Money and punks don’t naturally mix. Not everyone is as enamoured with the Outernet development as Smosarski; the Guardian has indignantly branded Outernet “an emotionless touchscreen void where engaging with ‘brands’ is the most important aspect of anyone’s day”. Preserving punk history is controversial, too, even among its would-be scions. After graffiti drawn on the walls by John Lydon – then Johnny Rotten – helped, in 2016, secure heritage status for No6, Malcolm McLaren’s son, Joseph Corré, the cofounder of the Agent Provocateur lingerie chain, alongside his mother, Vivienne Westwood, burned a heap of punk memorabilia worth £5m on a barge on the Thames in protest. “Punk has become another marketing tool to sell you something you don’t need,” Corré announced at the time (he was not without his own detractors; Henry Rollins, frontman of seminal California hardcore act Black Flag, called the protest a “corny stunt”). O’Ferrall is aware of the concern and quick to address it. “We know every single [music] shop owner well on Denmark Street. If you go and talk to any of them, they’ll tell you that we’ve been loyal to them.” Whatever the case, it’s hard to shake the impression that opposition from a local business towards Outernet would be akin to throwing a tennis ball at a tank.

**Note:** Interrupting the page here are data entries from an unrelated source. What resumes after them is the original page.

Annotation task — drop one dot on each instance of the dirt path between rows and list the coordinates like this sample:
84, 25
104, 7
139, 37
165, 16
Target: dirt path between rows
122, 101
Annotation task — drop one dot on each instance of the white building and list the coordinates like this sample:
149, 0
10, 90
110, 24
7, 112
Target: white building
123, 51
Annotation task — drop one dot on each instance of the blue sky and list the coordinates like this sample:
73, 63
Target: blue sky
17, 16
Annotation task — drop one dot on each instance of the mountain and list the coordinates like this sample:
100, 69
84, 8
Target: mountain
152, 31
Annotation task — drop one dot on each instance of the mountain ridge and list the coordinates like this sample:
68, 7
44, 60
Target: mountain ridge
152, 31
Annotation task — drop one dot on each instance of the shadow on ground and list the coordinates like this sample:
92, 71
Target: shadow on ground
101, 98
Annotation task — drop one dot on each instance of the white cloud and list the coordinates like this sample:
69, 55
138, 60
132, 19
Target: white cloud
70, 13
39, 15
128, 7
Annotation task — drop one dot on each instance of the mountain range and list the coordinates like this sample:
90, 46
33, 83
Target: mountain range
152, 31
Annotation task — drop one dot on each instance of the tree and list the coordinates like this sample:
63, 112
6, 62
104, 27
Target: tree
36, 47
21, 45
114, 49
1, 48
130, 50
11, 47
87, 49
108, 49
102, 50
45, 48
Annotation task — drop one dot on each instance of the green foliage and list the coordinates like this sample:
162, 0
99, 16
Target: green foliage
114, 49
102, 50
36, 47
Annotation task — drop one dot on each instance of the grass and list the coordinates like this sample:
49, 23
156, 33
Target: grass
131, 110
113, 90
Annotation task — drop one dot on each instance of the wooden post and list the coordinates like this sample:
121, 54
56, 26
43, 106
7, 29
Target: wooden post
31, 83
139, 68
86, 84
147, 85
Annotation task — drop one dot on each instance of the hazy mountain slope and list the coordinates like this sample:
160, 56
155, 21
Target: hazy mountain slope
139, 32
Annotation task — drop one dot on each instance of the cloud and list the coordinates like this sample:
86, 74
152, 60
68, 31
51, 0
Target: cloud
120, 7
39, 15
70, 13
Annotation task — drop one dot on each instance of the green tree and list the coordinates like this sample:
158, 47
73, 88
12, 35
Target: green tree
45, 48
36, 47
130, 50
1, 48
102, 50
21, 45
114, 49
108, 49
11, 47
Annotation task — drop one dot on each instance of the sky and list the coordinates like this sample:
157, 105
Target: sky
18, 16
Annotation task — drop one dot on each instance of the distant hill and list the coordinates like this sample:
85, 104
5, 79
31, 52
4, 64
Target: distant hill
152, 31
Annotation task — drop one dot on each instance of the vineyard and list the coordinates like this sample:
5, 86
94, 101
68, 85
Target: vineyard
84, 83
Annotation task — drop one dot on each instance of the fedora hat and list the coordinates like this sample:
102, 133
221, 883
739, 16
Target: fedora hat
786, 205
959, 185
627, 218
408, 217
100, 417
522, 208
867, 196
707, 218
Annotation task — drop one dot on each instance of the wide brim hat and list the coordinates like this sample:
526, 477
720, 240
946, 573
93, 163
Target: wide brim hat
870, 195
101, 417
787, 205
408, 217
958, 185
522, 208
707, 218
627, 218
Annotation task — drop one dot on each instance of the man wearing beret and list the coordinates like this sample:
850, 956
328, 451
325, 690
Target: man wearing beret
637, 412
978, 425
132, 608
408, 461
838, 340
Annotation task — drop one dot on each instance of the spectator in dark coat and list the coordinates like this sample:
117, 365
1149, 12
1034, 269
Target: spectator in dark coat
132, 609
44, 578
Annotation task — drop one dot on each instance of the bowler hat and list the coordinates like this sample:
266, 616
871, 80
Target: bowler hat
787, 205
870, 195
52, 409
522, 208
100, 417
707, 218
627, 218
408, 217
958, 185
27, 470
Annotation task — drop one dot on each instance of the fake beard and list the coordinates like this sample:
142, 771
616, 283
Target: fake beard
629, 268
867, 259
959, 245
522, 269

For his part, Smosarski is full of praise for Outernet and Consolidated’s treatment of local businesses, explaining that when he first pitched the idea for his business to Outernet’s chief operating officer and Consolidated director Richard Metcalfe, Metcalfe leased him prime Denmark Street premises a year earlier than they were originally scheduled to go on the market. “I always felt, personally,” says Smosarski, “like Denmark Street needed a change.” Every time a figure such as Eric Clapton plays at the Royal Albert Hall, Smosarski notes, Denmark Street receives a measurable influx of customers interested in learning guitar. So, he reasons, if there’s a 2,000-capacity venue barely 100 yards away, plus two smaller ones, music shops such as his will be first in line to reap the rewards. “For it to work, you have to have the street, in essence, as it is now. But you [also] need to bring it kicking and screaming into the 21st century. I’m aware of the money that’s being pulled in, but I feel that they only have the interests of the street at heart. They get what it is.” In the longer term, Smosarski aims to open a members’ club at Sixty Six Sounds and has launched his own clothing line.

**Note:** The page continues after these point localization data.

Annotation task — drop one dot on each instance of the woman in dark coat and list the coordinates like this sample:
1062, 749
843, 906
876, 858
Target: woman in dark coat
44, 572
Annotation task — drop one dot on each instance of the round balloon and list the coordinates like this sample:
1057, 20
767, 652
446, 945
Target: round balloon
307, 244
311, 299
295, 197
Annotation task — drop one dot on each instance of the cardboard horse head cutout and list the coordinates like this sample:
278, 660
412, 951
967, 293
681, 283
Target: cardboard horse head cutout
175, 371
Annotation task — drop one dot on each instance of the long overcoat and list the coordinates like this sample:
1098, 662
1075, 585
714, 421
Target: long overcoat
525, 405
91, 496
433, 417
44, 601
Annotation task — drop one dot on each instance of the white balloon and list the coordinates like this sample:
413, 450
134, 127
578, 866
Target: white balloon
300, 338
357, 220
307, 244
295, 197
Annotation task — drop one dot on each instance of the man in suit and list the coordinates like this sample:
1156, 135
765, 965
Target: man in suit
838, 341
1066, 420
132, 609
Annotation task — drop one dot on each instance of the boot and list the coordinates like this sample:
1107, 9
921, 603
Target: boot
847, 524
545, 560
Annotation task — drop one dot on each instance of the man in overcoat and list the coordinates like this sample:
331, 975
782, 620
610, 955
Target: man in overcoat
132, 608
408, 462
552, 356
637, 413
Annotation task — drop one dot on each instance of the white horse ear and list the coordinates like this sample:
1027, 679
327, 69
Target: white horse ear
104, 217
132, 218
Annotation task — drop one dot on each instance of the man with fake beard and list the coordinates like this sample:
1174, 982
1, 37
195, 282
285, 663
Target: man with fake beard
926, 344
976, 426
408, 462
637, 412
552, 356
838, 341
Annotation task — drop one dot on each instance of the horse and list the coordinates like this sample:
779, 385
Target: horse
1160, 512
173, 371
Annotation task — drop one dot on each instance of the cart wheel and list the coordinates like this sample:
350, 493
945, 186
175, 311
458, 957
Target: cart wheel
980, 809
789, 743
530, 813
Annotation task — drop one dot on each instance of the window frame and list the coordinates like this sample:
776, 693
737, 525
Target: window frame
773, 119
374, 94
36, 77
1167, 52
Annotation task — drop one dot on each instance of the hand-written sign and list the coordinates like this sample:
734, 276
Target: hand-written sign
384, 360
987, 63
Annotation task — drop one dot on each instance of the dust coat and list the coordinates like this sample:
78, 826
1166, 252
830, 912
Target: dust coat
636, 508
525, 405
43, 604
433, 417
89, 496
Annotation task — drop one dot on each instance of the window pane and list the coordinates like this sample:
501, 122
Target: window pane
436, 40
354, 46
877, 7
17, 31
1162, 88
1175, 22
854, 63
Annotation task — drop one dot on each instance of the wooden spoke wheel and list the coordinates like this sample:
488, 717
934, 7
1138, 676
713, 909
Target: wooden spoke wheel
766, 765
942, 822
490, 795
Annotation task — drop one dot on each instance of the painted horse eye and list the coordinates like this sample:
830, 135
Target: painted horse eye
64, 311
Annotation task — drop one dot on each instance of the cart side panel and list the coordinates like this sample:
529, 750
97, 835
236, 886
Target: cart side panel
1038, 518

Whether Outernet “saves” Denmark Street depends on your definition of the word and what level of expectation you have of the locale. It won’t be the same filthy, furious place it might have been in the 1970s, by any means, but then it was never going to be that again. What is an indisputable fact, though, is that three new music venues and a state-of-the-art recording studio are opening in the West End and the Denmark Street guitar shops are – for now – safe from the threat of eviction. A vast new event space will open and a potential new London landmark. Johnny Rotten’s graffiti will remain an official heritage site. “You can argue that the principal notion of punk,” says Smosarski, “is ‘Fuck the establishment,’ but I think that there are certain things that attain a level of longevity. It’s a balance.” And, for Matlock, change is natural. “Things move on,” he agrees. He has been working as a musician for 45 years, of which only two-and-a-half were spent in the Pistols; this year, he’s touring the UK, playing rockabilly versions of Pistols classics. “The way of the universe is to default to a state of flux. And that’s everything.”